In applications involving electro-optical components such as LEDs, it is sometimes important to ensure accurate alignment of these components in relation to an optical element.
In particular, this is true for applications that are “etendue critical”, i.e. where maximum efficiency is needed with minimum aperture size. Examples of these applications are camera (video or photo) flash, spotlamp, and optical fiber systems for medical applications such as endoscopy. Another example is when a LED is used as a light source in a collimator, e.g. for use in an automotive headlamp.
As it is important that the electro-optical component and the optical element are precisely aligned in relation to each other, very high accuracy is required in the mounting process. Though satisfactory alignment is feasible, it comes at a price, e.g. in terms of limitations regarding mounting process order.

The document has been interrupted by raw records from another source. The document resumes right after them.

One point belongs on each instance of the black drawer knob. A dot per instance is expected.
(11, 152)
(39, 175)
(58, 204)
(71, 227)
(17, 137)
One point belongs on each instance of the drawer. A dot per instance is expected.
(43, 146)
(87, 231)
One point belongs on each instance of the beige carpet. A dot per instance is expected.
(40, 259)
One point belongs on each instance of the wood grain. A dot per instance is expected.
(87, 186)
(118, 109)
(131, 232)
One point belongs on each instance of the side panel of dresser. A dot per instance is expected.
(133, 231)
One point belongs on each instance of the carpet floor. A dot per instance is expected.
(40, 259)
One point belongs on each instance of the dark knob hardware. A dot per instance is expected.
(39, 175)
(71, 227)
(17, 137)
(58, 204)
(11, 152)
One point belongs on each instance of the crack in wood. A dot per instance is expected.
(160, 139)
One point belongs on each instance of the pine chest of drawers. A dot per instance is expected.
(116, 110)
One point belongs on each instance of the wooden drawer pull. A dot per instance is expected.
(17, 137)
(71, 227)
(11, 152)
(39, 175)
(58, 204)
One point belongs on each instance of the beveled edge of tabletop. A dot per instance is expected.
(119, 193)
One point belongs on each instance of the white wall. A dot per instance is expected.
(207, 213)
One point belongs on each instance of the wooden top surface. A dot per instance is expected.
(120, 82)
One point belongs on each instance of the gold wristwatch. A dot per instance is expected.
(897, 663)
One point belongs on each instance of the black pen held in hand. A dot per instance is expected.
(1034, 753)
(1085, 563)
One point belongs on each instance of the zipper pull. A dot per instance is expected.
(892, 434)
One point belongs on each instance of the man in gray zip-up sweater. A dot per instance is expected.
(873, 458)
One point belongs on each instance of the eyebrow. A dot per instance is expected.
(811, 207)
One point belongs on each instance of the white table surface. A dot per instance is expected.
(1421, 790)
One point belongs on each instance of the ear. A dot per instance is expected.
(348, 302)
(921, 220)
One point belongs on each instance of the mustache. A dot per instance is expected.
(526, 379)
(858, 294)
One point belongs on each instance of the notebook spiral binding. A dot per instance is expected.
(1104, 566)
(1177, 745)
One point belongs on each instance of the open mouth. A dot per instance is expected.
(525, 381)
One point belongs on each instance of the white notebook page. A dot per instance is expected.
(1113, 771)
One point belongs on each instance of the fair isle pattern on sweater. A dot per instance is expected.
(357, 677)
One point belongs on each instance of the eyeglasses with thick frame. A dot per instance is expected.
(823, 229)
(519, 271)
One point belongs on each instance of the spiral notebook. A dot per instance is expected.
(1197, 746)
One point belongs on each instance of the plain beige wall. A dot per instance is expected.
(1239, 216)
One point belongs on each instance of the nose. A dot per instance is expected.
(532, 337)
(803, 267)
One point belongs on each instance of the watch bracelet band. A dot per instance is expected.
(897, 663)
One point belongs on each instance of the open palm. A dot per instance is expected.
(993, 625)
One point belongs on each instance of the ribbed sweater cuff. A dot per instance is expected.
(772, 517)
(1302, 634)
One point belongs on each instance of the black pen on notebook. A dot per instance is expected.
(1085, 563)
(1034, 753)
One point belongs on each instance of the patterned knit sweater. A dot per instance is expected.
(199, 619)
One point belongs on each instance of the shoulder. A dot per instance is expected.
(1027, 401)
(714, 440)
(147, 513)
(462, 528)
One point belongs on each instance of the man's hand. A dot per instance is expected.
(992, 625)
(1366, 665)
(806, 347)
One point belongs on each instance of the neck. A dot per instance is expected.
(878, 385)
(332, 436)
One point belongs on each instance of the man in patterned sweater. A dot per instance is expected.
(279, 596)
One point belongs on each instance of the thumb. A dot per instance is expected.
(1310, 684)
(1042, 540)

One attempt to improve alignment of the electro-optical component with the optical element, has been to make the latter an integral part of a module onto which the substrate is mounted. However, this does not eliminate the problem of accurate alignment. Typically, the electro-optical component is soldered onto the carrier substrate, whereas the substrate is mounted onto the module in such a way that the electro-optical component is very accurately placed with respect to the optical component. In this process, each step has its associated tolerances, which add up to the final positioning uncertainty. In many cases, this uncertainty is too large. For example, in the case with a LED used as a source in a collimator, from an optical point of view a positioning uncertainty of at most 0.05 mm is desirable. Such accuracy is not feasible for the chain of tolerances described above.